Le 26 Sep 2008, par Laurence Benaïm
Silhouettes Versace et Max Mara, collections printemps-été 2009
©DR
Une boite de métal imprimé zèbre avec à l’intérieur, trois mini bouteilles : «Enjoy my Coca Cola Light !» signe Roberto Cavalli sur la carte accompagnant l’invitation à la «Glamourous Night» performée lundi dernier par les Putafranges From Paris. Dans cette boite de nuit à ciel ouvert à laquelle ressemble parfois Milan, avec ses créatures en état d’incendie permanent, fausses Eva Mendes à l’affût des «don’t miss occasions», le luxe s’offre parfois d’apaisantes parenthèses. C’est une rue, la via Santo Spirito, placée entre la Via Sant'Andréa, et la Via Montenapoleone, où après Balenciaga et Antonio Marras, Gianvito Rossi vient d’ouvrir sa première boutique de souliers située dans un palais du dix huitième siècle. Opulence beige moelleuse des années soixante dix, larges canapés et même « shoe library » semblent parfaire une idée moins syncopée du temps, idéale pour palper, humer, essayer ces low boots de veau noir, bientôt fin octobre à Paris, rue du Mont Thabor. A quelques pas, Paola Bay (Zoraïde) présente en étage sa collection de sandales soyeuses inspirées d’un voyage en Inde, et exclusivement réalisées à la main «avec des petits talons, pas plus de cinq centimètres, car mes clientes- surtout celles du Moyen Orient- ne peuvent plus marcher perchées...» L’actualité du monde ne semble pas atteindre ce monde où l’on raconte qu’un émir, furieux d’être pris à partie par un douanier, alors qu’il prenait place dans un avion privé, brisa net la pierre qu’il venait d’acquérir...
Le temps file si vite que Tomas Maier, chez Bottega Veneta, a lui imaginé un luxueux cabas de python tressé vert de gris, à l’image d’une collection où l’or se fond avec les cuivres et les ambres, les cuirs roux coupés au laser faisant écho aux boubous surgis d’une savane couture.

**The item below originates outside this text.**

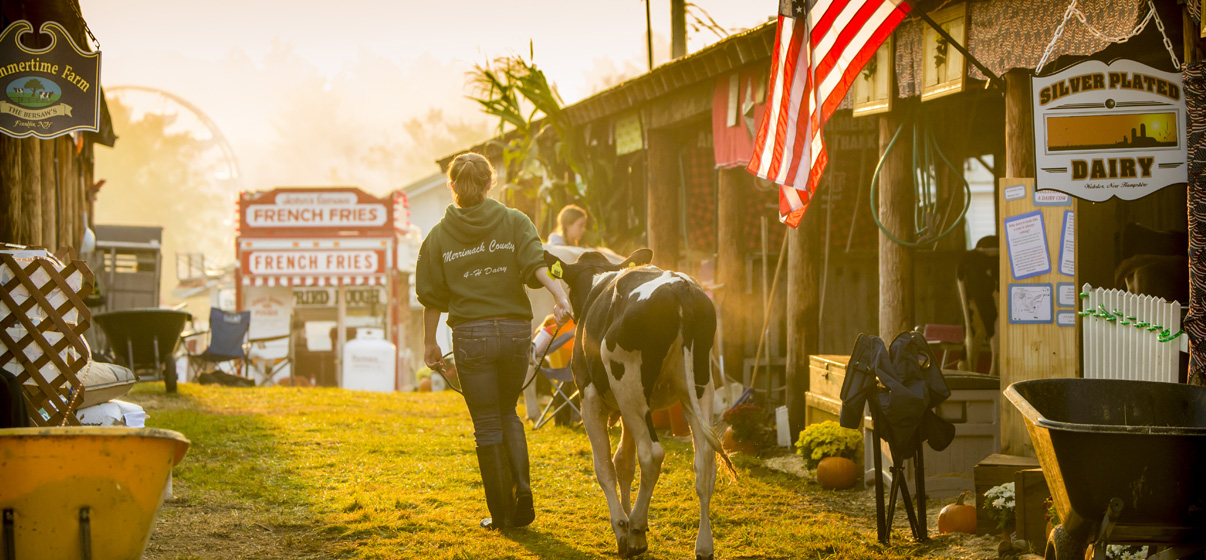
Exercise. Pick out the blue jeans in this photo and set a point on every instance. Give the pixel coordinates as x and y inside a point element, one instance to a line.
<point>491,361</point>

Dans le show room de la viale Piceno, le luxe est de toucher, de laisser ses doigts s’enfoncer dans un sac «pouf», de soupeser les colliers d’ambre et les escarpins de python au talon de métal torsadé. L’été 2009 se dessine en douce, entre African Queen et mantes religieuses plus dépouillées que les cimaises de leur nouveau penthouse-terrasse, nouvelles nonnes de luxe purifiées par le blanc absolu, vesperal à la Fendi, avec des superpositions de jupons pareils à des frises, des robes-auras couleur de lune. Plus tard, Donatella Versace électrisait son teatro de la Piazza Vetra avec une impressionnante galerie de tops au top, jambes fusées sous robes de Diane chasseresse zippées.
Le matin même, la procession blanche de Max Mara mettait en scène un vestiaire masculin détourné, de la chemise blanche au pantalon de charpentier. A ma gauche Babeth Djian, la rédactrice en chef de Numéro, me donnait sa «top list» de la saison : Jourdan, Chanel, Heidi Monnt, Constance, Artenis, Tony («à tomber»), Ana J, Sigrit «elle a ouvert Jil Sander et a fermé Prada». Quand on est assise, les masques tombent. Est-ce l’été qui vient ou celui qui s’en va ? On se sent presque pieds nus, les mots flottent et se chuchotent entre deux apparitions, souffles de robes bientôt évaporées dans la course qui continue sans fin. Babeth me parle du Rwanda, de la soirée qu’elle organise le 30 novembre prochain à l’Espace Cardin pour créer un centre pour enfants handicapés, et je la trouve formidable.